Stripping EOL character from a string

Question

mattgwilson 0 Newbie Poster

12 Years Ago

Hi, I'm opening up text files created by another program which leaves an EOL character (which is a square box) to separate lines.

I'm reading through these files and extracting data from them, I know where my data starts because I know the name of the parameter eg. "FOOD TYPE", I do not however know how long the string is going to be before the ⌂ appears. So what I've done below is extend the string to beyond any possible answer, then search for the EOL character...

some of the following code has been changed for ease of understanding

if knownparameter in line:
    lineb = line    #line will be used elsewhere
    found = lineb.find(knownparameter)    #the index number of the occurance of parameter
    extractb = lineb[found:(found+30):1]    #extractb is given a string to work with
    if ⌂ in extractb    #if the EOL character is in the string
        end = extractb.find(⌂)    #end is given the index of the EOL character
    extractb = lineb[found:end:1]    #final string to save to extractb
    print extractb

The problem is that this will not run due to the EOL character being in my code...
what can I do to get around this?

Thanks,

Matt

python

3 Contributors
13 Replies
340 Views
9 Hours Discussion Span
Latest Post 12 Years Ago Latest Post by TrustyTony

All 13 Replies

TrustyTony 888 pyMod

12 Years Ago

Character must be in quotes to make string (in Python characters are just short strings)

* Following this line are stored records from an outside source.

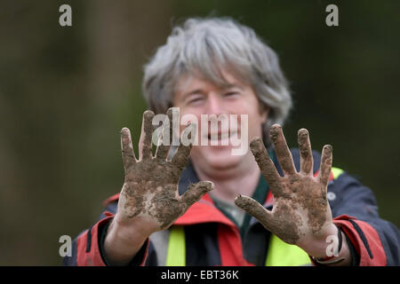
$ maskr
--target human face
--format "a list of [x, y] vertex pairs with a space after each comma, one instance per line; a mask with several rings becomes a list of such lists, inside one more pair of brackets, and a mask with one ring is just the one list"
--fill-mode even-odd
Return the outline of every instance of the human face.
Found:
[[[197, 118], [198, 130], [203, 128], [202, 114], [215, 114], [217, 117], [220, 114], [226, 114], [228, 117], [230, 114], [237, 114], [239, 120], [237, 130], [233, 130], [230, 123], [228, 131], [221, 130], [219, 125], [219, 146], [211, 146], [211, 130], [209, 130], [205, 135], [210, 143], [205, 146], [199, 143], [198, 146], [193, 146], [190, 154], [193, 163], [206, 171], [228, 170], [246, 162], [253, 162], [250, 151], [241, 155], [234, 155], [232, 144], [229, 142], [228, 146], [221, 146], [221, 139], [223, 137], [229, 137], [236, 130], [237, 130], [238, 138], [242, 133], [247, 134], [246, 141], [248, 142], [255, 137], [262, 137], [261, 125], [268, 116], [268, 108], [260, 111], [257, 96], [250, 85], [242, 83], [228, 73], [225, 72], [223, 75], [228, 86], [222, 89], [197, 76], [182, 76], [178, 82], [173, 98], [173, 106], [180, 107], [180, 115], [192, 114]], [[241, 129], [241, 114], [248, 115], [247, 131]], [[202, 134], [200, 130], [197, 130], [197, 133]]]

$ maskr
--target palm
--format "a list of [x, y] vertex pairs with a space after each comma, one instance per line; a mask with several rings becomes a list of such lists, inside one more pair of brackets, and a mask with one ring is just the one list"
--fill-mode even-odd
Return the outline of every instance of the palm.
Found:
[[294, 168], [280, 126], [276, 124], [271, 128], [271, 139], [284, 177], [277, 173], [260, 139], [252, 141], [251, 149], [274, 195], [272, 211], [245, 196], [236, 198], [236, 203], [284, 241], [299, 245], [304, 240], [320, 235], [332, 223], [331, 209], [326, 201], [332, 146], [324, 147], [321, 170], [317, 177], [313, 177], [313, 159], [307, 130], [299, 130], [300, 172]]
[[[168, 114], [171, 118], [171, 110]], [[191, 146], [180, 145], [169, 161], [169, 146], [159, 145], [153, 157], [153, 116], [150, 111], [143, 114], [139, 161], [133, 154], [129, 130], [124, 128], [121, 131], [125, 179], [118, 201], [118, 213], [123, 219], [140, 218], [145, 221], [146, 229], [150, 232], [168, 227], [212, 187], [210, 182], [199, 182], [189, 185], [182, 196], [179, 195], [178, 182], [188, 162]]]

if '⌂' in extractb    #if the EOL character is in the string

Better even to use the hex value of the ascii with \x prefix.

TrustyTony 888 pyMod

12 Years Ago

I do not know what character you are after (not in ascii chart: http://bluesock.org/~willg/dev/ascii.html) and we have no sample of your input file (because you did not attach one), what you want I do not also know so well. Are you sure that simple .split() does not do the job?

TrustyTony 888 pyMod

12 Years Ago

I do not know what is your issue post exact copy pasted data later.

Python 2.7.2 (default, Jun 12 2011, 14:24:46) [MSC v.1500 64 bit (AMD64)] on win32
Type "copyright", "credits" or "license()" for more information.
>>> import string
>>> data = '\x7F'.join(string.ascii_letters)
>>> data
'a\x7fb\x7fc\x7fd\x7fe\x7ff\x7fg\x7fh\x7fi\x7fj\x7fk\x7fl\x7fm\x7fn\x7fo\x7fp\x7fq\x7fr\x7fs\x7ft\x7fu\x7fv\x7fw\x7fx\x7fy\x7fz\x7fA\x7fB\x7fC\x7fD\x7fE\x7fF\x7fG\x7fH\x7fI\x7fJ\x7fK\x7fL\x7fM\x7fN\x7fO\x7fP\x7fQ\x7fR\x7fS\x7fT\x7fU\x7fV\x7fW\x7fX\x7fY\x7fZ'
>>> print data.split('\x7f')
['a', 'b', 'c', 'd', 'e', 'f', 'g', 'h', 'i', 'j', 'k', 'l', 'm', 'n', 'o', 'p', 'q', 'r', 's', 't', 'u', 'v', 'w', 'x', 'y', 'z', 'A', 'B', 'C', 'D', 'E', 'F', 'G', 'H', 'I', 'J', 'K', 'L', 'M', 'N', 'O', 'P', 'Q', 'R', 'S', 'T', 'U', 'V', 'W', 'X', 'Y', 'Z']
>>>

woooee 814 Nearly a Posting Maven

12 Years Ago

To append the two recs together, you want to say something like,

data=open(fname, "r").readlines()
for ctr in len(data):
    if data[ctr].strip().startswith("DATE:"):
        print data[ctr].strip(), data[ctr+1].strip()

EOL though is actually decimal 10 or 13 or a combination of the two. Decimal 127 is Delete. To eliminate it, try something like this:

eliminate=chr(127)
rec=rec.replace(eliminate, " ")

If this does not work, iterate one of the lines character by character and print the character and ord(character), one per line, and substitute the offending character's ord for decimal 127 in the above code.

You can also use:

data=open(fname, "r").read()    ## read a one long string
## "DATE" will no longer appear but you know that each individual rec started with it
data_split = data.split("DATE:")
for rec in data_split:
    print rec

Edited 12 Years Ago by woooee because: n/a

Reply to this topic

Be a part of the DaniWeb community

We're a friendly, industry-focused community of developers, IT pros, digital marketers, and technology enthusiasts meeting, networking, learning, and sharing knowledge.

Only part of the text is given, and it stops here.